Boleh jadi para pengeritik hanya melihat bahwa Raja Abdullah sebagai salah seorang raja terkaya di dunia. Kecenderungan Raja dan orang kaya, mau membeli apa saja, termasuk kehormatan ataupun gelar kehormatan akademik.

Maka atas dasar itu, dalam rangka memuaskan rasa hausnya atas kehormatan, Raja lantas melakukan ”shopping” ataupun perburuan gelar ke berbagai negara. Hasilnya, ternyata hanya UI yang "menjual" gelar kehormatan. Sehingga terlaksanalah "transaksi" tersebut.

Secara implisit pengeritik menuding Rektor UI melakukan "komersialisasi" atas gelar doktor HC. Jadi bila ini yang menjadi titik tolak dari kritikan atas penganugerahan gelar tersebut, jelas keliru dan fatal. Apalagi jika mencampur adukannya dengan persoalan politik. Sebab sejatinya, dunia akademik punya logika berpikir sendiri dan harus tetap dijaga agar tetap independen.

Persoalan politik, seperti tidak ada campur tangan Raja terhadap TKI terpidana, sehingga terjadi pemancungan, merupakan konteks yang berbeda. Lagi pula yang dipancung bukan hanya warga Indonesia saja, tapi setiap orang yang melanggar hukum, termasuk warga negara Arab Saudi. Hukum Arab Saudi, tidak bisa dlihat dengan kacamata KUHAP.

Terjadinya pemancungan itu juga merupakan kelalaian dan tanggung jawab para diplomat RI ataupun Dubes RI di Arab Saudi. Sebetulnya, jika para pengeritik tidak menggunakan nalar politik, kekeliruan fatal, tidak akan terjadi. Sebab keputusan UI yang diambil tiga tahun lalu itu, sangat tepat. Kegiatan Raja Abdullah pada 2008, sarat dengan usaha-usaha perdamaian.

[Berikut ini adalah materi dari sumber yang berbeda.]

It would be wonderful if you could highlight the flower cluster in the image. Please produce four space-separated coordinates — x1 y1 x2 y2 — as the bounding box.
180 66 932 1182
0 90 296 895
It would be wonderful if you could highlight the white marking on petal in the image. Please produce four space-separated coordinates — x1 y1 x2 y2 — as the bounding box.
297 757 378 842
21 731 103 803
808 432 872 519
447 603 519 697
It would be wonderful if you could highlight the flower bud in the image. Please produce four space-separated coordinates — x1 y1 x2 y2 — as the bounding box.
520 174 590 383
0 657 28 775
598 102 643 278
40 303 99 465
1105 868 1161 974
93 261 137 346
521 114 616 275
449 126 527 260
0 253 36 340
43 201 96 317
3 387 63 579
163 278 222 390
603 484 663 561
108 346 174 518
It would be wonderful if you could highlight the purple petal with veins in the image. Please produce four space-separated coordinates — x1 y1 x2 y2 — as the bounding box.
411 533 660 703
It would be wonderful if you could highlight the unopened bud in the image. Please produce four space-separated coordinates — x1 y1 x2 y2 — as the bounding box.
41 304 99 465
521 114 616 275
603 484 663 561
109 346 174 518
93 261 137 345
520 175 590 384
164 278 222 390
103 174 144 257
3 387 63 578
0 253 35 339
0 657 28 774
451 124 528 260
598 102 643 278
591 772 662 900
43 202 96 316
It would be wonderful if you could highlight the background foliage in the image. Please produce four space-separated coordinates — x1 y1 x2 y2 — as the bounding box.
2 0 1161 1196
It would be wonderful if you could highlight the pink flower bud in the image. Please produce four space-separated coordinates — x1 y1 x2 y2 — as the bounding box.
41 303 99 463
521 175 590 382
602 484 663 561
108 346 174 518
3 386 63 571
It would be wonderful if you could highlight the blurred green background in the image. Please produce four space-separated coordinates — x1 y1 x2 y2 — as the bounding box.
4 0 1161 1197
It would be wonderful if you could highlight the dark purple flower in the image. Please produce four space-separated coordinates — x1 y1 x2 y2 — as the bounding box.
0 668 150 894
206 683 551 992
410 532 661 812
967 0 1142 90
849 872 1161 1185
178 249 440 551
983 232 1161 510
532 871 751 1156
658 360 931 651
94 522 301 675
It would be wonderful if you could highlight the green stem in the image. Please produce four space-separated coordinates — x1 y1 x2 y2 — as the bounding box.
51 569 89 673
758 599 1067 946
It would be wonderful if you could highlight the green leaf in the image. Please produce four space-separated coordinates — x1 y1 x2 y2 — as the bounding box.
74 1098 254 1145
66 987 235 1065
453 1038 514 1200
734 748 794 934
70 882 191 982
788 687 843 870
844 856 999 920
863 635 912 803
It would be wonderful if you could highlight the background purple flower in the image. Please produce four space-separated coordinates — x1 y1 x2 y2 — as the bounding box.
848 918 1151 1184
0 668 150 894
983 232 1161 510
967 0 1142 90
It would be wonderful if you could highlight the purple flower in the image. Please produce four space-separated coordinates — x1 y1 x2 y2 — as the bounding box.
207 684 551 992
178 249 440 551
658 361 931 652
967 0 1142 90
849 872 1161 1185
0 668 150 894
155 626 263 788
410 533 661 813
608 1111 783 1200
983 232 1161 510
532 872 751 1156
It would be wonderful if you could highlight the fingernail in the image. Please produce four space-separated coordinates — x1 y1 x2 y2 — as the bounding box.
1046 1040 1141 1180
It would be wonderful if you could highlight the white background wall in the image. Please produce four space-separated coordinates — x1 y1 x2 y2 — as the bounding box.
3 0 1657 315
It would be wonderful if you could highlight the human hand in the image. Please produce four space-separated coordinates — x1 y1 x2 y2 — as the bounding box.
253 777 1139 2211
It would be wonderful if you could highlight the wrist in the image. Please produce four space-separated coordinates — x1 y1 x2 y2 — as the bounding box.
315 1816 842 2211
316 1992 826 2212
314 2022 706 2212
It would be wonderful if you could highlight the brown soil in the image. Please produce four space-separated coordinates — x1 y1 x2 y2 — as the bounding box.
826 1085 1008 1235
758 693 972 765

Predikat Raja Abdullah sebagai promotor perdamaian dunia misalnya, bukanlah hal yang diada-adakan oleh UI. Tetapi fakta itu bahkan sudah diakui oleh Perserikatan Bangsa-Bangsa (PBB).

Adalah Presiden Sidang Umum PBB, Miguel D'Escoto yang memberikan pengakuan kepada Raja Abdullah atas inisiatif pribadinya yang mensponsori Dialog Antar Agama yang diselenggarakan badan dunia itu pada 2008.

Dialog 2008 itu dicatat sebagai peristiwa sangat penting. Sebab pada saat itu hubungan antar agama khususnya antara muslim dan non-muslim, sedang sangat sensitifnya.

Pemicunya adalah sikap Presiden AS George Bush yang sangat keras terhadap Islam. Bush tanpa disadarinya, seperti pemimpin yang sedang mendukung kelahiran gerakan "Fundamentalis Kristen" melawan Fundamentalis Islam. Raja Abdullah lalu muncul dengan pendekatan yang lebih konstruktif.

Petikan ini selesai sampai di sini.